「オールシーズン」=「オールマイティ」タイヤじゃない! 凍結路面はNGという知っておくべき事実 (2/2ページ)

オールシーズンタイヤが磐石ではないことを意識して運転すべき

 同様の路面状況は平地だけでなく、坂道でも起こる。そのため、登坂性能は暮らしに欠かせない。急な坂道の途中で登れなくなったら、滑りやすい路面で後退せざるを得ず、後続車と接触する危険さえ起りえる。

 以上のような厳しい冬の路面に対処したのがスタッドレスタイヤだ。その分、舗装路での走行性能や降雨時の排水性能に若干の弱点があるのは仕方がない。それでも、近年のスタッドレスタイヤは、そのまま高速道路の乾いた路面を走り続けることもできる。

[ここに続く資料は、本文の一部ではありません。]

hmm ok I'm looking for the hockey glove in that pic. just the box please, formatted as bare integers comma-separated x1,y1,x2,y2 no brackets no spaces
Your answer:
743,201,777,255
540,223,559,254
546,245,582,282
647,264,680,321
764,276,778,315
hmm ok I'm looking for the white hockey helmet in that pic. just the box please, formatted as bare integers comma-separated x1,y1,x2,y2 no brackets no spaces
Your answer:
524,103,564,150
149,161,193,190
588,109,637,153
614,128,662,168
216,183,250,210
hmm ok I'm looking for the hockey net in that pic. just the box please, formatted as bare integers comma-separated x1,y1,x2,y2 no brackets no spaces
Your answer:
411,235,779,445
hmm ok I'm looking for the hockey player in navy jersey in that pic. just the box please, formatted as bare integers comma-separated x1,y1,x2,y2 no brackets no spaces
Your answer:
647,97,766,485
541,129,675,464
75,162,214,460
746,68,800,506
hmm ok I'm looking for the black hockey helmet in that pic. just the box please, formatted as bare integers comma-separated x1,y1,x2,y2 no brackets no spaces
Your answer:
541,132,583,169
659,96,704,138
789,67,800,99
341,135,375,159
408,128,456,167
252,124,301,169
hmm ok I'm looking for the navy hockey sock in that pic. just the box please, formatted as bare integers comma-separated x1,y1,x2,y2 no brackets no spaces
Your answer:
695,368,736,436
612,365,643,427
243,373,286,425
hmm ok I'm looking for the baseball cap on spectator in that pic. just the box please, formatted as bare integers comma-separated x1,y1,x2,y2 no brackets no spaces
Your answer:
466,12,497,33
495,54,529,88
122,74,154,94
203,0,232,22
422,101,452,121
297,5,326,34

 さて、非降雪地域でも、じつは雪が降らなくても路面が凍結することはある。路面の夜露が、晴れ渡った夜の冷気にさらされて凍るのだ。そうした場面で、スタッドレスタイヤなら徐行すれば走り抜けられるが、オールシーズンタイヤは雪への対処しかできていないので、凍結路面ではグリップの保障はない。非降雪地域の人は、タイヤが滑るのは雪だと思い込みがちだが、逆に凍結路面の可能性は気温が数度まで下がると高まるのである。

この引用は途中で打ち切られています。